4 - Piano di Battaglia

«Allora? Che si fa?» chiese Romeo, girando e rigirando il caffè nella tazzina.

Solo a vederlo, a Mattia veniva il mal di mare.

«Non è che possiamo fare molto» sbuffò Giacomo. «Proviamo a vedere cosa hanno fatto l'anno scorso, magari partiamo da lì»

«Giusto, possiamo elaborare due proposte» Mattia soppesò le sue stesse idee. «Una che riprenda la loro ultima campagna, e l'altra che vada in tutta un'altra direzione»

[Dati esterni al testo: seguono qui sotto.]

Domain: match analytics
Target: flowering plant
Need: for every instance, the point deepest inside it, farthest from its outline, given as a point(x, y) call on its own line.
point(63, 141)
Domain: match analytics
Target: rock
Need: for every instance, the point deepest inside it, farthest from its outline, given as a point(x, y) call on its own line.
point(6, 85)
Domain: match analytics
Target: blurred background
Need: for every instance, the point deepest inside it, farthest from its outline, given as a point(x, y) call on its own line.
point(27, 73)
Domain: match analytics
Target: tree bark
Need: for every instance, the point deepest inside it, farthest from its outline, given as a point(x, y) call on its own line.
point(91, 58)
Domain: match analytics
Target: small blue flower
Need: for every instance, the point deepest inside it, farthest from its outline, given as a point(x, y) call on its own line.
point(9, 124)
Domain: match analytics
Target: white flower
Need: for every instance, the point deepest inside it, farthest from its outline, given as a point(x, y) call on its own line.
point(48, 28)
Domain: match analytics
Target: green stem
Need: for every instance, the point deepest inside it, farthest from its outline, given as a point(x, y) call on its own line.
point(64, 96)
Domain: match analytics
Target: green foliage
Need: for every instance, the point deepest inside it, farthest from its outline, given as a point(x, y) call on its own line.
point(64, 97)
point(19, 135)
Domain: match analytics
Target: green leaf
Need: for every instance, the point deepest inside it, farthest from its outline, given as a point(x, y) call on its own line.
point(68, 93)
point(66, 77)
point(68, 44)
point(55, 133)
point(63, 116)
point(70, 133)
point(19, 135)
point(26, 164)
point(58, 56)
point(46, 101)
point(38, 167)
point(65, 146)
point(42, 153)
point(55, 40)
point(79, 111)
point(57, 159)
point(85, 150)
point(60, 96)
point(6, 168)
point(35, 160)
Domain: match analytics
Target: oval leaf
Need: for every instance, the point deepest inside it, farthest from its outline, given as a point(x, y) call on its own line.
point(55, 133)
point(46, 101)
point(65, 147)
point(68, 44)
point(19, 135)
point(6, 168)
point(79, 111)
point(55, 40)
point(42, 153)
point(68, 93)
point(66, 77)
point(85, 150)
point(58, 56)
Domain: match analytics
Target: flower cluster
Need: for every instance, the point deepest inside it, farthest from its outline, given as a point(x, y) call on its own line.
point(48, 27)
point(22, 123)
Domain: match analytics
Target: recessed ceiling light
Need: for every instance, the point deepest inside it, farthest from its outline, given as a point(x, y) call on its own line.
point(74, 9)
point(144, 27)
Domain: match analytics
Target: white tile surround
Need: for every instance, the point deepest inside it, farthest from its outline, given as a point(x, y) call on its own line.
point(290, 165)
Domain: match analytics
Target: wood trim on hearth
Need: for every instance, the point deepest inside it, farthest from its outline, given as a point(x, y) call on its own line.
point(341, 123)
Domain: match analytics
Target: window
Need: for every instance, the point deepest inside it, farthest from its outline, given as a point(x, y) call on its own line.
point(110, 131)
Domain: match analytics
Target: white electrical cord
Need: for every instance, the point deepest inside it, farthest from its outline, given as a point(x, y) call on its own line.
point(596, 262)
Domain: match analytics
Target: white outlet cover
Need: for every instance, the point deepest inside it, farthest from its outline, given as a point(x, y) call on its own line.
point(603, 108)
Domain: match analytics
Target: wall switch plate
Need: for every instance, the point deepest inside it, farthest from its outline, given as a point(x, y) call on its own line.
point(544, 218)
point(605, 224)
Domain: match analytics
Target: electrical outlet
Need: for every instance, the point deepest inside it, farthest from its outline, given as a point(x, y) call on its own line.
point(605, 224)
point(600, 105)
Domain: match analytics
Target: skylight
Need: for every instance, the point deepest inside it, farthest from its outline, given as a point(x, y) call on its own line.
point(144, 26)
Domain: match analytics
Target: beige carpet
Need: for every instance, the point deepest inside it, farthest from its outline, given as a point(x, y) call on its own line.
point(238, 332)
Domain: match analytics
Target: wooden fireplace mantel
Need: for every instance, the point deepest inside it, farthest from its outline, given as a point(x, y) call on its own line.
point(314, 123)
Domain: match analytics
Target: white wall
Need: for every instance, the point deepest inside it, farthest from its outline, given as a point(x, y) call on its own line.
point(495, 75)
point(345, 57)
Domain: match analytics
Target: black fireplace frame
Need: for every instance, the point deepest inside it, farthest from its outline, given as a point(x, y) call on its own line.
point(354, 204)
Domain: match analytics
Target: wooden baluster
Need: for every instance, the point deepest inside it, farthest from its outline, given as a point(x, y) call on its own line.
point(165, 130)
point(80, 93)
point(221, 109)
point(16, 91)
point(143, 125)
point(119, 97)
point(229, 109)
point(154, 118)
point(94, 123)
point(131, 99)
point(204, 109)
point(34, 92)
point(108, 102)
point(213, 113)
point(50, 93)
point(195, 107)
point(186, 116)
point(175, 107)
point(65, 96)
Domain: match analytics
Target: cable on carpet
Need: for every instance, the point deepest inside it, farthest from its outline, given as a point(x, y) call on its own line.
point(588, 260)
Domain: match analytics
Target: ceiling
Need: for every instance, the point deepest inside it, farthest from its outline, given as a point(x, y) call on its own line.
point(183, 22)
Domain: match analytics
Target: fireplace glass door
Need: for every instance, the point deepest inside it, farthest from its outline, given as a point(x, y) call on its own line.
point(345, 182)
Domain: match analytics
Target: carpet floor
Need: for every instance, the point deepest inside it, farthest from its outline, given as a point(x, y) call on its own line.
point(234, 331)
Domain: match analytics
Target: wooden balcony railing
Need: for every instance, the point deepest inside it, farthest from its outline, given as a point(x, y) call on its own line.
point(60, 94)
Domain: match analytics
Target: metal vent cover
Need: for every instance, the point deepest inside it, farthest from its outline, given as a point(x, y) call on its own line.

Giacomo annuì, afferrò la tazzina e buttò giù tutto d'un sorso il caffè, amaro e bollente. Non c'era da invidiare la sua gola.

Si erano rifugiati nel bar sotto il palazzo per una parvenza di riunione strategica, ma in un'ora si era parlato della partita di domenica, che Mattia aveva ignorato ma che Giacomo voleva conoscere minuto per minuto, di quanto fossero infami quelli della sede centrale, argomento che aveva scaldato un po' gli animi, e infine stavano cercano di portare i loro discordi verso il compito titanico che li attendeva.

Miranda Dubois era conosciuta per essere uno squalo, una vera mangiatrice di uomini e donne. Forse le storie venivano esagerate, ma si diceva che nessuno potesse lavorare per la sua rivista per più di un mese; e quei pochi che ci riuscivano diventavano firme irraggiungibili del mondo della moda e del giornalismo in generale.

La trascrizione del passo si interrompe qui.